Besides several deputies and a DNA expert witness, the woman who said she was assaulted by Nebergall took the stand. The Palm Beach Post is not naming her to protect her identity due to the nature of the alleged crime.
She said she was in shock when it happened. When she re-enacted Nebergall getting physical with her, she became visibly emotional.
She said she didn’t know what to do, but she didn’t want to go to the police. Between what was going on in the news across the U.S. with police shooting young black men and what had just happened to her, she didn’t know who to turn to.
Eventually, she did tell the authorities. She said she was still skeptical of law enforcement but, “I don’t want him to be able to do this to anyone ever again.”
Between the late hours of July 20, 2016, and the early hours of July 21, there were three calls to the Sheriff ’s Office about a shared mobile home near Greenacres. In the first incident, a tenant accused their landlord of stealing items. Another call went out and the landlord was arrested, according to authorities. The third time, a woman who was in the shared residence was allegedly attacked by the landlord, who had just been released from jail.
This third call is when Nebergall came into contact with the woman, according to authorities.
In court, Salnick said Nebergall had said his shift was nearly over and that he didn’t want to write a report, but instead offered to check on her later.
What happens next is at the center of the trial.
Salnick said his client did check on her because he saw a vehicle matching the description of the one driven by the landlord. Salnick said Nebergall and the woman spoke for a minute, then she lifted her shirt up and asked him if he wanted to pat her down.
Salnick said as Nebergall went to leave, the woman grabbed his arm and when he pushed off her to leave, his hand touched her breast. Salnick said that’s why his DNA was found on the woman.
But, Salnick said, there is no evidence to say for certain that the alleged crime happened.

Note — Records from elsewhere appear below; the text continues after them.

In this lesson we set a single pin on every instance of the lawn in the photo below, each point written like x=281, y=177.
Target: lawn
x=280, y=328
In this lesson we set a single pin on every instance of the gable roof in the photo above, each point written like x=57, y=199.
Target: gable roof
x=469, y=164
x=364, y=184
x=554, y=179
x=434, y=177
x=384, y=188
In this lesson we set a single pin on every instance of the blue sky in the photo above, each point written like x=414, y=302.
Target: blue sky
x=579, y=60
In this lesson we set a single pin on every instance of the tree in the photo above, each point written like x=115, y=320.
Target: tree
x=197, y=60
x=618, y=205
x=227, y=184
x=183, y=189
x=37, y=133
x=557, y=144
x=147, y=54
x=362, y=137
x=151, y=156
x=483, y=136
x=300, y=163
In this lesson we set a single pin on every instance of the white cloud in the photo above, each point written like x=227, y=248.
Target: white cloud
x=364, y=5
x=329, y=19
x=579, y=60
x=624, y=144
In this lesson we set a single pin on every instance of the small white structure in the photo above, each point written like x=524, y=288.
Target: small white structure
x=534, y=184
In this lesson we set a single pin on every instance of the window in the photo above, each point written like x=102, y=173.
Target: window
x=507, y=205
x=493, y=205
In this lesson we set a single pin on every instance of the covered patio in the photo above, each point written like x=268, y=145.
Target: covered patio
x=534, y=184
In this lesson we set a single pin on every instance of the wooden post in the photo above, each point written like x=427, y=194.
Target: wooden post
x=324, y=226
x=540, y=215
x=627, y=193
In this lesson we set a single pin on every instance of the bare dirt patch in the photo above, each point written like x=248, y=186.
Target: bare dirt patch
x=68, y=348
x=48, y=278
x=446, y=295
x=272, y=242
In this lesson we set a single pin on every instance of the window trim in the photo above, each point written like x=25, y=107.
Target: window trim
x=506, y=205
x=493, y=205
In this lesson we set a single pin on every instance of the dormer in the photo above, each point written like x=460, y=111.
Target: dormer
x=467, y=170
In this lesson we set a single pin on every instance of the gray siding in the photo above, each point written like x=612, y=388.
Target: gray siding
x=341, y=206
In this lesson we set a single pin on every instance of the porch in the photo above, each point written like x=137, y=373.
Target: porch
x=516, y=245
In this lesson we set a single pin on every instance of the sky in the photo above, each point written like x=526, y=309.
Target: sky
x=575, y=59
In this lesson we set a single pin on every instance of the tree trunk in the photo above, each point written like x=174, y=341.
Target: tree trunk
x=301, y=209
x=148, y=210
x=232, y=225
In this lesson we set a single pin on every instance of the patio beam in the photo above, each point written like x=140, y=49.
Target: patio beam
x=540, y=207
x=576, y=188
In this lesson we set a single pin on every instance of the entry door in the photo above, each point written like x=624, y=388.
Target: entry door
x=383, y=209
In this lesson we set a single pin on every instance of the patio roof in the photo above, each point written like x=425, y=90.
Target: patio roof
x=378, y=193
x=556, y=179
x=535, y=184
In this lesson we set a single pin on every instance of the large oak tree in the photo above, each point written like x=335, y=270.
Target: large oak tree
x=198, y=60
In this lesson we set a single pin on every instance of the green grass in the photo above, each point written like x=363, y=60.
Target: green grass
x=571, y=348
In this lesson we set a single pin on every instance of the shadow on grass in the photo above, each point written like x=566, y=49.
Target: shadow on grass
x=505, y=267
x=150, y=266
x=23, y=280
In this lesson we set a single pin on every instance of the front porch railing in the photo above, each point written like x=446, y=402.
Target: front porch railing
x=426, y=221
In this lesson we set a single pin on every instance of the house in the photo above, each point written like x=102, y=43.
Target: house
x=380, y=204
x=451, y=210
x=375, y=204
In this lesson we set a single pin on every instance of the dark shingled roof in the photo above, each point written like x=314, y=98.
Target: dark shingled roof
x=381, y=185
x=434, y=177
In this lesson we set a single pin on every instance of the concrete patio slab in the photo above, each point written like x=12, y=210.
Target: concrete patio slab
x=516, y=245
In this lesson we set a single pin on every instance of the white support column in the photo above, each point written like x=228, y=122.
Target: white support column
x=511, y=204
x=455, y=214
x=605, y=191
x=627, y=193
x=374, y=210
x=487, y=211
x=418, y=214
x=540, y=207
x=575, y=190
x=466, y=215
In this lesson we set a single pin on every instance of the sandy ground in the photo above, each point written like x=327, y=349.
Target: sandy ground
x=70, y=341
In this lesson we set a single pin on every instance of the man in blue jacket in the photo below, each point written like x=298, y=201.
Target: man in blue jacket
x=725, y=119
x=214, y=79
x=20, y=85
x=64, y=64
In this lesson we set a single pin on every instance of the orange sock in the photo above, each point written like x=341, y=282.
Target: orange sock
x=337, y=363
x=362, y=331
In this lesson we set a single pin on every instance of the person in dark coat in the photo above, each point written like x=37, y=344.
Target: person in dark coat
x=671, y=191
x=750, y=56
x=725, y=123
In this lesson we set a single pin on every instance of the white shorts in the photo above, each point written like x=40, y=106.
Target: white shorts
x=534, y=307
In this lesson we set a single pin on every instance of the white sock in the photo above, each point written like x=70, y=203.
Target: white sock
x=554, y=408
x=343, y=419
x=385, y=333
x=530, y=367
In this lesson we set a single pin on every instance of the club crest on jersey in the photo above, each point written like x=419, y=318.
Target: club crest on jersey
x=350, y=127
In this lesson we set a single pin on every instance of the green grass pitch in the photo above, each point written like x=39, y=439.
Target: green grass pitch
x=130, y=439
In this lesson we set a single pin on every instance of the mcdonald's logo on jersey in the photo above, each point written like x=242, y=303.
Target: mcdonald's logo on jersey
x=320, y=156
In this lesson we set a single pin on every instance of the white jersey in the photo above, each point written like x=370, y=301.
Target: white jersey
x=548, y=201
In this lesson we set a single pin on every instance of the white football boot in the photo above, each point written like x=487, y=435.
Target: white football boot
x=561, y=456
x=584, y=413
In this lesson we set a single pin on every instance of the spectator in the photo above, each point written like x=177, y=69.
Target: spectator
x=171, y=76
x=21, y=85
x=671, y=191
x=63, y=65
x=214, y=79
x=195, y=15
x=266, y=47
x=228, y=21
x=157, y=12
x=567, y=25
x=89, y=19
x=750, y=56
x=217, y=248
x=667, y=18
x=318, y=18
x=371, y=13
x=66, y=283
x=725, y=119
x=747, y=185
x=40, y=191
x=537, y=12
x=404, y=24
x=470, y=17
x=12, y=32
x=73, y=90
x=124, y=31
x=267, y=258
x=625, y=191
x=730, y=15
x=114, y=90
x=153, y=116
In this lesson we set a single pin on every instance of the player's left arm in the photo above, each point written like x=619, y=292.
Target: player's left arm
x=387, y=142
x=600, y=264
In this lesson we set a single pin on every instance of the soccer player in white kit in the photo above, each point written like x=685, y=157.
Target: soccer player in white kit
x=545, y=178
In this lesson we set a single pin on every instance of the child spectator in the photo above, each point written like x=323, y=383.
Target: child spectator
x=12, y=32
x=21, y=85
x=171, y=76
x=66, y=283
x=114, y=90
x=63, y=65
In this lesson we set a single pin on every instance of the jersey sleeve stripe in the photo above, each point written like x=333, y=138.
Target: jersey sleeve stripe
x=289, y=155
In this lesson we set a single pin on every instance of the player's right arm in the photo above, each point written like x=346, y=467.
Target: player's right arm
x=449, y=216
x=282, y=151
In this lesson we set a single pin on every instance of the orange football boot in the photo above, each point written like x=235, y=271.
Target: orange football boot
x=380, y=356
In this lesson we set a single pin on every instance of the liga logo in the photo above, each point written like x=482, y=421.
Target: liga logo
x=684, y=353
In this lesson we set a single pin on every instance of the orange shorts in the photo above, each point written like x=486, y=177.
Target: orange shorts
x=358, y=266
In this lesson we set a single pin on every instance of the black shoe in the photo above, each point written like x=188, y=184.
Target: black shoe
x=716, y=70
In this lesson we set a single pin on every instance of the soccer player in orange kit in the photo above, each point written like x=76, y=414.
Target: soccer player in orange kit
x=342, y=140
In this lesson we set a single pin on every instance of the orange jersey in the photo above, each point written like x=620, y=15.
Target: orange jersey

“When a person is accused of something that they didn’t do and there’s no other witnesses, the only thing that someone in Jason Nebergall’s position can do is say he didn’t do it,” Salnick told the jury.
Rex said that when Nebergall came back to the woman’s home, he grabbed her by her hair and forcibly kissed her. Then he touched her inappropriately and put his mouth on her chest. A swab taken from there had traces of Nebergall’s DNA, according to law enforcement.
Finally, Rex said, when he went to assault her from behind, he said he needed a condom, then left, saying he’d check on her later.
“He chose her on the fact of his word versus her word,” Rex said. “Who would you believe?”
Nebergall was arrested Dec. 8, five months after the alleged incident.
Since Nebergall started with the Sheriff ’s Office, he has had several written reprimands and suspensions for incidents including insubordination and pulling a gun on a fellow deputy.
Nebergall was previously accused of “sexual misconduct while on-duty in full uniform” at Sugar Daddy’s Adult Cabaret in suburban West Palm Beach. Though the complaint — filed by a fellow deputy — was ruled unsubstantiated due to conflicting stories, Nebergall was given a written reprimand for allegedly getting a private dance and having sex while at the club.